Sample your production deployment artifacts, topology, and traffic, allowing you to construct a plan to build complete or partial variants of your system and the communication paths between your services.
Classify and replay requests across your system deterministically across 100s of simulated variant environments running under controlled failure conditions. Our algorithms reduce the problem space and learn over time to zero in on the more vulnerable and critical parts of your system.
Ongoing reports help you understand the safety of your deployment. Helping you uncover critical components, unexpected or emergent behavior, or coupling between services that you didn't know existed.
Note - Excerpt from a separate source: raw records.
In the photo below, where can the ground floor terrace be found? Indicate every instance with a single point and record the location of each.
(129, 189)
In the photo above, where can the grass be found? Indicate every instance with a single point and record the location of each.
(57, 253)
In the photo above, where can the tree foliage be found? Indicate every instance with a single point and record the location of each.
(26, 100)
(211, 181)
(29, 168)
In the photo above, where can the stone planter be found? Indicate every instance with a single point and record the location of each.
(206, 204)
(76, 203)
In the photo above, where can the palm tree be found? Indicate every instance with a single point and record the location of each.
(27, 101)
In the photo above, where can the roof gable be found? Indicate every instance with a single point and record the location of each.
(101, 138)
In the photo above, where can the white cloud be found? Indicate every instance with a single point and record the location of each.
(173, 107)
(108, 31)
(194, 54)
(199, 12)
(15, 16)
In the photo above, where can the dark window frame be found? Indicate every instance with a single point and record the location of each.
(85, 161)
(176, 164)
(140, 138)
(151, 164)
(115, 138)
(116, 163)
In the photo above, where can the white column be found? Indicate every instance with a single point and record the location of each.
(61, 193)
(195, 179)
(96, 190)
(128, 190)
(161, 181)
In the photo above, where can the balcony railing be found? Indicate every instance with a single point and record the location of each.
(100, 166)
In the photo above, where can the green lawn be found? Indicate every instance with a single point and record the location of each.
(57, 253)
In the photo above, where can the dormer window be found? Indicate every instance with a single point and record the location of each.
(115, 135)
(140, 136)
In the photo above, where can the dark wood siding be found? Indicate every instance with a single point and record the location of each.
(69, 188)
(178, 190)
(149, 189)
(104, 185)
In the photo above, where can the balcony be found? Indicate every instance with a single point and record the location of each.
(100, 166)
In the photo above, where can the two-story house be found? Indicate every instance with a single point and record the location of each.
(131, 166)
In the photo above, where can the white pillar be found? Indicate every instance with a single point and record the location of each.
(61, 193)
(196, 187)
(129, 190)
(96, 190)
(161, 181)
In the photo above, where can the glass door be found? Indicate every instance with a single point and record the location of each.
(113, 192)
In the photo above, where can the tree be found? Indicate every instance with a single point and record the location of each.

You can prioritize where to improve the resilience of your system and monitor if your system is getting better or worse over time.
Build high-availability cloud native applications
simulate how cloud applications can fail by running continuous experiments, discovering which work leads to increased availability
Resilience, safety, confidence
As systems get more complex, failure is inevitable.
With distributed architectures the unknown unknowns of how the behavior of one component of the system can cause other parts to fail can become difficult to reason about without observing them interact.
With applications running on managed infrastructure and partially composed of black box 3rd party APIs, owning the availability of your system is no longer exclusively within your control. You no longer own your availability entirely and have to shift your focus around failure tolerance to application behavior.
Thinking about, and practicing chaos engineering, is becoming essential to operating a cloud native architecture system safely.
Having a way to observe how your application behaves in failure conditions helps you qualify a level of risk you are willing to accept about your system. Prioritizing which "technical debt" to pay off, and where NOT to.
Proactively experimenting with failure, and observing how components respond when chaos strikes helps you understand the inherent risk in your sysyem, so you can ship changes confidently and safely and experience fewer incidents by:
- Observing emergent behavior
- Detecting complex faults
- Surfacing unknown or transitive dependencies
- Promoting isolation of concerns
- Identifying acceptable error rates and testing how behavior degrades gracefully
- Observing peripheral aspects of the system